Kent's Blog
EC Container 5

Weak Ordering

Sorry for the 2.5 year hiatus on this blog.

I was working up to Weakly Ordered with Hit-Under-Miss. By letting a CPU complete instructions while a load miss is pending, we’re now weakly ordered.

Here’s why: Assume CPU #0 does a Load to address A, which misses the cache. CPU #0 continues executing, and does a Load to address B, which hits the cache, and so that instruction retires. Then let’s assume there’s another miss, and now CPU #0 is stalled. Meanwhile, CPU #1 does a Store to address B, which misses in its cache, then a Store to address A which is a hit. We’ll assume A starts in CPU #1’s cache, and B starts in CPU #0’s cache.
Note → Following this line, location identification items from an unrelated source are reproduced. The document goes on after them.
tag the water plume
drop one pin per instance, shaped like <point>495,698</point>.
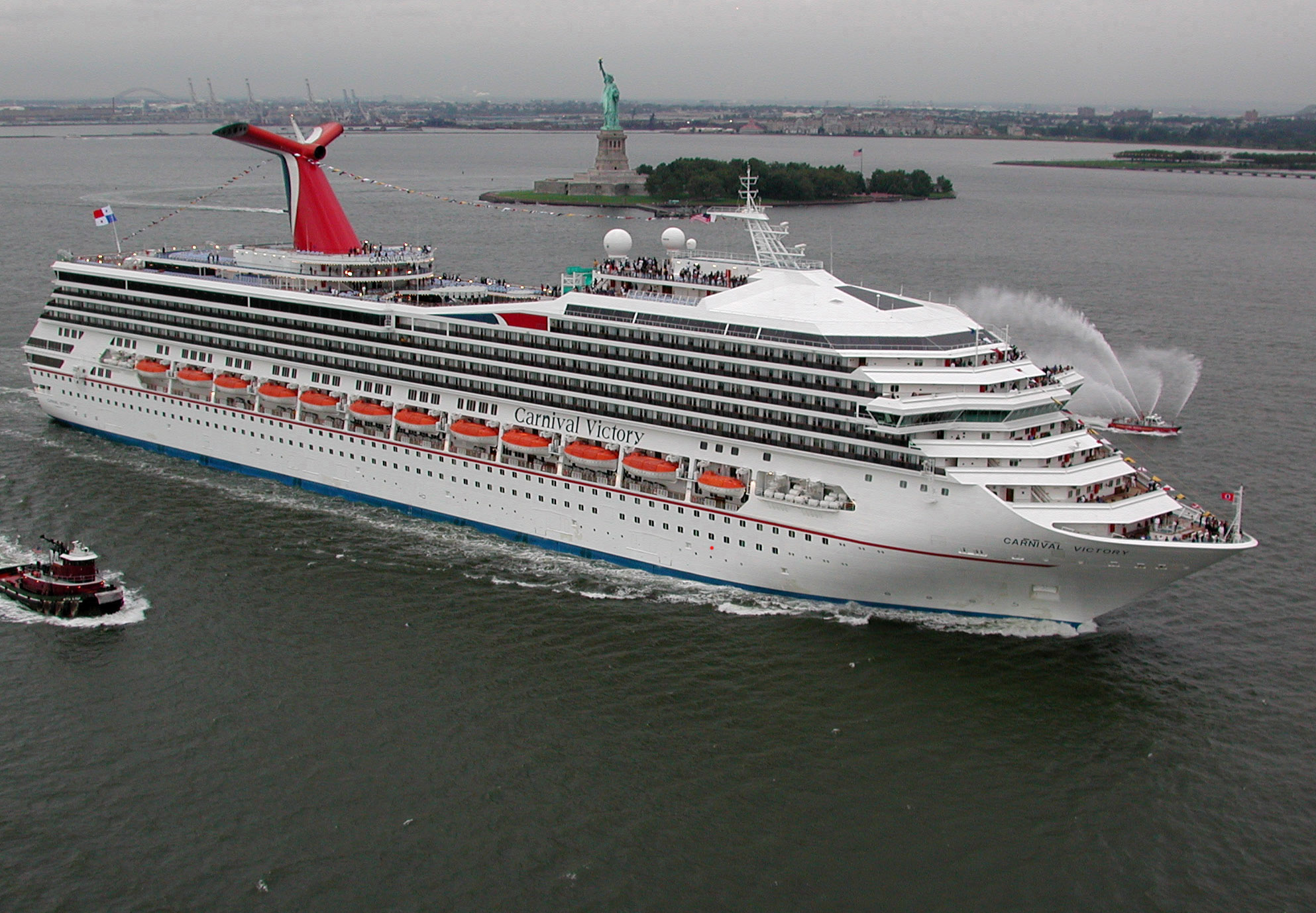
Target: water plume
<point>1054,333</point>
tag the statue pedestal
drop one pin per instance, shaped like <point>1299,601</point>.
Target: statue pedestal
<point>612,152</point>
<point>611,174</point>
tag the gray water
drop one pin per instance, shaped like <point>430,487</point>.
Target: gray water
<point>317,706</point>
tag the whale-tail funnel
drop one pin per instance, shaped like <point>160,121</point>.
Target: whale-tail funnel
<point>319,223</point>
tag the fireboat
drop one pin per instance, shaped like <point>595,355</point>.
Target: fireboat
<point>68,586</point>
<point>1148,424</point>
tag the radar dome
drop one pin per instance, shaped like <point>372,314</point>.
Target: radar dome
<point>618,242</point>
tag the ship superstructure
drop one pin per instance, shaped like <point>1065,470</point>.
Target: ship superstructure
<point>739,419</point>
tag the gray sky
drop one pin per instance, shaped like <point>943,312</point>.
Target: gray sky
<point>1075,52</point>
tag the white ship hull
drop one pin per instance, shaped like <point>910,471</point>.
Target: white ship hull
<point>963,551</point>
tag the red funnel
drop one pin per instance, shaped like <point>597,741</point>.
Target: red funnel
<point>319,223</point>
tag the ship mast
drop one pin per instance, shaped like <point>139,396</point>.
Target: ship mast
<point>766,237</point>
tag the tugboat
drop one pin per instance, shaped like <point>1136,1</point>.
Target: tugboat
<point>68,586</point>
<point>1148,424</point>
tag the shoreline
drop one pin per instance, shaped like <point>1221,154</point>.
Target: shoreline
<point>1194,168</point>
<point>531,197</point>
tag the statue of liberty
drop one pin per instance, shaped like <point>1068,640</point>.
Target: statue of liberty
<point>611,96</point>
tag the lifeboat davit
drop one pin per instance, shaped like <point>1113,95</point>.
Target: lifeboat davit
<point>149,370</point>
<point>372,412</point>
<point>651,467</point>
<point>527,443</point>
<point>472,435</point>
<point>591,456</point>
<point>229,384</point>
<point>195,379</point>
<point>720,486</point>
<point>277,395</point>
<point>411,420</point>
<point>317,403</point>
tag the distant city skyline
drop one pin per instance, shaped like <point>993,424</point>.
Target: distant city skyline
<point>1207,56</point>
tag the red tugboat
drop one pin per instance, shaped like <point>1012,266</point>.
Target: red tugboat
<point>68,586</point>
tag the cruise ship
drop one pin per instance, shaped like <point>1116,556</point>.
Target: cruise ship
<point>736,419</point>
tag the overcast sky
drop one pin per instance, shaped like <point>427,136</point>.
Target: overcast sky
<point>1231,53</point>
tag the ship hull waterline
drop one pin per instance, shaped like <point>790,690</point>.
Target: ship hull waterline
<point>890,578</point>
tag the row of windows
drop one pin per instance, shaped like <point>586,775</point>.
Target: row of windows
<point>763,436</point>
<point>524,390</point>
<point>382,448</point>
<point>681,361</point>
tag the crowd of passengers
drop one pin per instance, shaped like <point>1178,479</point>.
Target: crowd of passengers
<point>652,268</point>
<point>1207,529</point>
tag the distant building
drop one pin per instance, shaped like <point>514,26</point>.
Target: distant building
<point>1133,115</point>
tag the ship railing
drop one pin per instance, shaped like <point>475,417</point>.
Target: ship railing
<point>720,503</point>
<point>662,297</point>
<point>584,474</point>
<point>645,486</point>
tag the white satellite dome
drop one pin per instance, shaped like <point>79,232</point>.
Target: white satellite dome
<point>673,239</point>
<point>618,242</point>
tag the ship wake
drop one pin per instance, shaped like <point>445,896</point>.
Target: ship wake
<point>1136,383</point>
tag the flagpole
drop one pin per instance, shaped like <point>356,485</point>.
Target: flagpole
<point>1237,524</point>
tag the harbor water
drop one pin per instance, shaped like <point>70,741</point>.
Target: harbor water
<point>311,704</point>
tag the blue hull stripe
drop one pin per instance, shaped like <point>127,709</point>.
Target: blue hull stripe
<point>320,488</point>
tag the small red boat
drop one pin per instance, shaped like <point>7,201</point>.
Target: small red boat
<point>1148,424</point>
<point>472,433</point>
<point>152,371</point>
<point>653,468</point>
<point>411,420</point>
<point>313,400</point>
<point>720,486</point>
<point>68,586</point>
<point>372,412</point>
<point>591,456</point>
<point>229,384</point>
<point>277,395</point>
<point>527,443</point>
<point>195,378</point>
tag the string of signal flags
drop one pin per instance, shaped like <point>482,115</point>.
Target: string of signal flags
<point>494,207</point>
<point>491,207</point>
<point>195,201</point>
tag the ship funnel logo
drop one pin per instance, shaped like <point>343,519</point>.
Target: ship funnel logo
<point>319,223</point>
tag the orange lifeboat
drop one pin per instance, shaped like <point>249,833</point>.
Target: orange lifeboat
<point>277,395</point>
<point>195,378</point>
<point>590,456</point>
<point>527,443</point>
<point>317,403</point>
<point>720,486</point>
<point>152,370</point>
<point>229,384</point>
<point>372,412</point>
<point>472,435</point>
<point>411,420</point>
<point>651,467</point>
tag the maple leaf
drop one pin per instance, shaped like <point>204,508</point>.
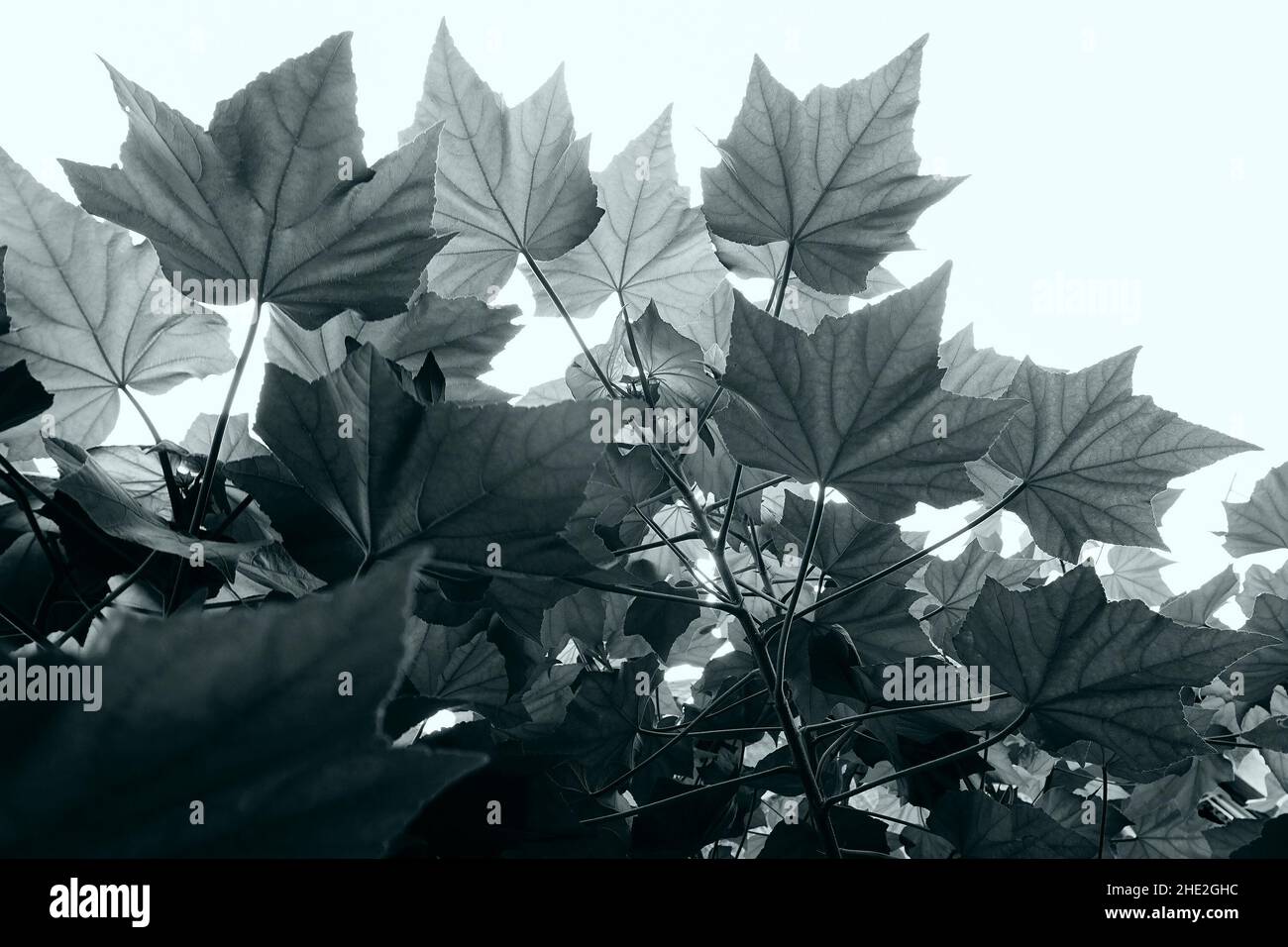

Effectively, the above all happens in parallel at once. CPUs are allowed to operate mostly independently, with delayed resolution of coherency. A simple way to view coherency is that it’s resolved at the DDR memory controller in an arbitrary order (generally, coherency is managed elsewhere, but there’s always an ordering point somewhere, so let’s just imagine it’s at the DDR controller). So at our DDR memory controller, we’re going to get a Load to A and a Store to B. Let’s just do them in that order. To give CPU #0 the A data, DDR needs to “snoop” CPU #1, and make it give up that cacheline first. So DDR asks CPU #1 for the line, and CPU #1 gives DDR back the new modified data (its Store to A has committed). DDR then gives this data to CPU #0, which will then allow CPU #0 to complete is Load to A.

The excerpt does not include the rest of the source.